Overview of JPNIC
March 6, 1999
Japan Network Information Center
1. History and organization.
Japan Network Information Center, hereafter abbreviated as JPNIC, was founded as a Union of Internet service providers in Japan in April of 1993. On March 31, 1997, it was given permission by the government to register as a probono association. Although has mainly been working in JP domain name assignment and IP address assignment in Japan, it has added some new activities concerning education and census on the Japanese Internet as its objectives at the time of the registration.
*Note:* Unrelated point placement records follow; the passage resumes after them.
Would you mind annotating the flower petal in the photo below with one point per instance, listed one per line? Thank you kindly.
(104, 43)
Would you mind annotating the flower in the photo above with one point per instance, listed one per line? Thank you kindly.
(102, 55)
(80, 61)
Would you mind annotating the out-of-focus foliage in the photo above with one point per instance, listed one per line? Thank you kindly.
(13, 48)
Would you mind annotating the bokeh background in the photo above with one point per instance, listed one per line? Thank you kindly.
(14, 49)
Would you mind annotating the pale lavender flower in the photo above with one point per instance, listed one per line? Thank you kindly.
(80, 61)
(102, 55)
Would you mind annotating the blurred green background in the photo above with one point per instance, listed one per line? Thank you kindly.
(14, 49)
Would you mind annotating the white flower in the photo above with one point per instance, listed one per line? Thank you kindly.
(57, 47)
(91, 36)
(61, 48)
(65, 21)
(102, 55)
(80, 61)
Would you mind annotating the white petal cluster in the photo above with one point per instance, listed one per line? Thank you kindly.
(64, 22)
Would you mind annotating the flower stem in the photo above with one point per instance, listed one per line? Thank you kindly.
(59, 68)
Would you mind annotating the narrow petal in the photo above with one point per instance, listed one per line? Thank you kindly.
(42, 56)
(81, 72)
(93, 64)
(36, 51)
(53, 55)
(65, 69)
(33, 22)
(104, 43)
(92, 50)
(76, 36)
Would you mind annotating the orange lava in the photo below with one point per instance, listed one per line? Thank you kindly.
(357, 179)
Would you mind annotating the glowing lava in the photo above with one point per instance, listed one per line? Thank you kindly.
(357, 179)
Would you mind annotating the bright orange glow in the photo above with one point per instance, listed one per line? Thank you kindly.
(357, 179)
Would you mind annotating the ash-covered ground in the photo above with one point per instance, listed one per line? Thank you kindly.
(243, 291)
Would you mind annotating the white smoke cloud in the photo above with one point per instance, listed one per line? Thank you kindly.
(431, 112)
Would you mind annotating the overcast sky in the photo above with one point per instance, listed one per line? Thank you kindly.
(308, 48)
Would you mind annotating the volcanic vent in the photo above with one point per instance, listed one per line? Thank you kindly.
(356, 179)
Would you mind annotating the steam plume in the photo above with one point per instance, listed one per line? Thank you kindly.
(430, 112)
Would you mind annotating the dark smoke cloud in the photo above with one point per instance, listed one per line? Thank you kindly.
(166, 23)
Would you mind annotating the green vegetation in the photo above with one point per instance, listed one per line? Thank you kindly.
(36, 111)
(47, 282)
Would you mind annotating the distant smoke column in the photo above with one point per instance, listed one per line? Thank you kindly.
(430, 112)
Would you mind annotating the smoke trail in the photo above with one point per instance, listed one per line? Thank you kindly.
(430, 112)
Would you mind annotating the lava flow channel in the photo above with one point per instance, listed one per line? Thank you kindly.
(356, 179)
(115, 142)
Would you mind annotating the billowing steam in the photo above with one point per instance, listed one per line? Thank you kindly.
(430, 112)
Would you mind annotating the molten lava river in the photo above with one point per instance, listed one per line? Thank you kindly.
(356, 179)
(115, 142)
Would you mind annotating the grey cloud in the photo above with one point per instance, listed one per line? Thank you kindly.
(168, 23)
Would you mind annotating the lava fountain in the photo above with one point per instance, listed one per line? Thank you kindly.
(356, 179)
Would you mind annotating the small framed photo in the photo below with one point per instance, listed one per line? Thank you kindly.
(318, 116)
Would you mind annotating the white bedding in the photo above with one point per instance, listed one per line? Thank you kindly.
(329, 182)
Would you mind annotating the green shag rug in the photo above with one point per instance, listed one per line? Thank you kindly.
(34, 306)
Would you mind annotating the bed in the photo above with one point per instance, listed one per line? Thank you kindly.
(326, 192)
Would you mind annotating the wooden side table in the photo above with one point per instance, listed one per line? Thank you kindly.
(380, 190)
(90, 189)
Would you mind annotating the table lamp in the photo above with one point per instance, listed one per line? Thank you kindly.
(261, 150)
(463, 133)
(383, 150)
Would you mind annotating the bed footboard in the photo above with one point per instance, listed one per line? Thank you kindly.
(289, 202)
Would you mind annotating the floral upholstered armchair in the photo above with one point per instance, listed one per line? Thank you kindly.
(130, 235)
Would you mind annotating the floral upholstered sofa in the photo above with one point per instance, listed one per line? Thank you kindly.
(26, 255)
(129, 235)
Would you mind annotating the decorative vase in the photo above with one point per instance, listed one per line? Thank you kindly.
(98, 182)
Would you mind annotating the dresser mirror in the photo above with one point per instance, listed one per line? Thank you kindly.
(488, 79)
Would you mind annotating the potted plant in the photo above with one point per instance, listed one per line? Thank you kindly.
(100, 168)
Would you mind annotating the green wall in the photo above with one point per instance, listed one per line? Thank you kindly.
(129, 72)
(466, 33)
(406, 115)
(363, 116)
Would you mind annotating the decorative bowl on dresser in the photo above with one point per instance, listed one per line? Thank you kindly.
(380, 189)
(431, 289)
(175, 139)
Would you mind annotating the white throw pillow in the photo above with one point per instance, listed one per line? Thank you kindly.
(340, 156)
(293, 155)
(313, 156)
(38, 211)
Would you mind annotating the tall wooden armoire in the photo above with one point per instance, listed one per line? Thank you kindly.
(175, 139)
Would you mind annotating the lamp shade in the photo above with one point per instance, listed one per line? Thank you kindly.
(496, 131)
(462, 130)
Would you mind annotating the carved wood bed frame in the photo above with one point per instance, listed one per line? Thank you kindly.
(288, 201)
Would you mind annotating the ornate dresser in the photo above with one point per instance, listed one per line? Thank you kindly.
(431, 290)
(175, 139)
Governmental structure of JPNIC is explained by its four organs: a general assembly, a board of trustees, a steering committee, and a secretariat. The general assembly, consisting of all members of JPNIC, is convened two or three times a year, and decides budgets, authorizes audit reports, elects trustees, and makes other important decisions. The board of trustees is empowered to administer the organization. Currently JPNIC has 17 trustees. Members of the steering committee are appointed by the board. Its role is to advise the board of trustees about various issues including JP domain name and IP address assignment policies. These policies are usually discussed, first, by working groups, which function as subsidiaries of the committee, and then discussed in the committee. During these discussions, they often try to hear opinion from the public by open mailing lists and face to face meetings that are not restricted to members. Decisions are made by JPNIC after this process, and the secretariat, which consists of employees, helps these activities, but does not commit to decisions. In this process, trustees, committee members and working group members are obliged to work for public welfare and good; not for their own interests. A certain amount of JPNIC's budget is spent for reimbursement of their philanthropic efforts. Under the policies made by the above-mentioned process, daily businesses, including JP domain name and IP address assignments, are carried out by the secretariat. It currently consists of about 30 employees.
The budget for the fiscal year 1998 is about 672 million yen (5.8 million U.S. dollars); 38% of which is from membership fees, 39% from assignment charges, and the remaining part is from the balance carried over from the previous fiscal year.
2. JP domains
JP domain names are categorized into two groups: one being functional type domains, and the other, geographical domains. Currently, we have 8 functional types, each of which is identified by a 2-letter code second level domain name. For example, NIC.AD.JP is assigned to JPNIC itself, and because it is working on network administration, is has "AD" as its second level domain name. The eight second levels are AD, CO, AC, GO, OR, NE, GR and ED.
Geographical domains have suitable codes indicating the location of the organization, as their second level.
JPNIC's assigning policy is roughly summarized as follows:
2.1. first come, first served,
2.2. one domain name per organization,
2.4. local presence in Japan.
For the principles 2.2 and 2.3, analogous policy may not be found in the InterNIC's com domains. JPNIC thinks these principles play important roles in reducing possible conflicts of domain names, and prevent trading domain names, which JPNIC thinks adds little to the development of the Internet.
"ED" is the newest functional type, which we started assigning this past February. This second level is for pupils and JPNIC has slightly modified "first come first serve" policy for this second level. That is, we created a pre-assigned domain name list for all 42,000 schools in Japan, and asked each school whether it was satisfied with the domain name JPNIC pre-assigned. JPNIC set the reviewing period until the end of this March, in which each school may demand to change their pre-assigned domain name. This is a strategy JPNIC took this time to avoid scrambling of a domain name by several schools which have the same name in different regions.
Another important issue related to domain name business is the so-called "dispute policy". I have given a speech on this very issue at the APTLD meeting on March 1st. If you would like to see the text of this speech, please see
3. IP addresses and AS numbers
JPNIC allocates blocks of IP addresses to member ISPs, and they assign the necessary amount of addresses to users. This procedure is now based on the Internet draft RFC 2050. As an explosion of RIPs has been is a critical problem on the Internet, JPNIC has been doing its best to promote a hierarchical assignment system of IP addresses mentioned by the RFC with the collaboration with APNIC. AS number assignment is also done with the collaboration with APNIC.
4. Recent topic
--- Privacy problem of whois database and zone transfer of DNS
For many years JPNIC has been suffering from the inappropriate use of its whois database. In the past, some people have retrieved the whole JPNIC whois database and used it for SPAM mail and SPAM FAXs, even though the copyright notice of the database prohibits this. JPNIC has a list of all domain names it registered on its ftp server, so it is rather easy to get the whole database by using each domain name as a key. We have kept this list open because we feel that the tranparency of our domain name registration business is important, but now we are thinking of stopping the publication of the domain name list, and at the same time, switching off the zone transfer permission of DNS servers. Although we would like to keep the domain name list open, we feel that these actions are unavoidable to protect the privacy of domain name registrants. We think this is an important problem to be discussed worldwide among domain name registries.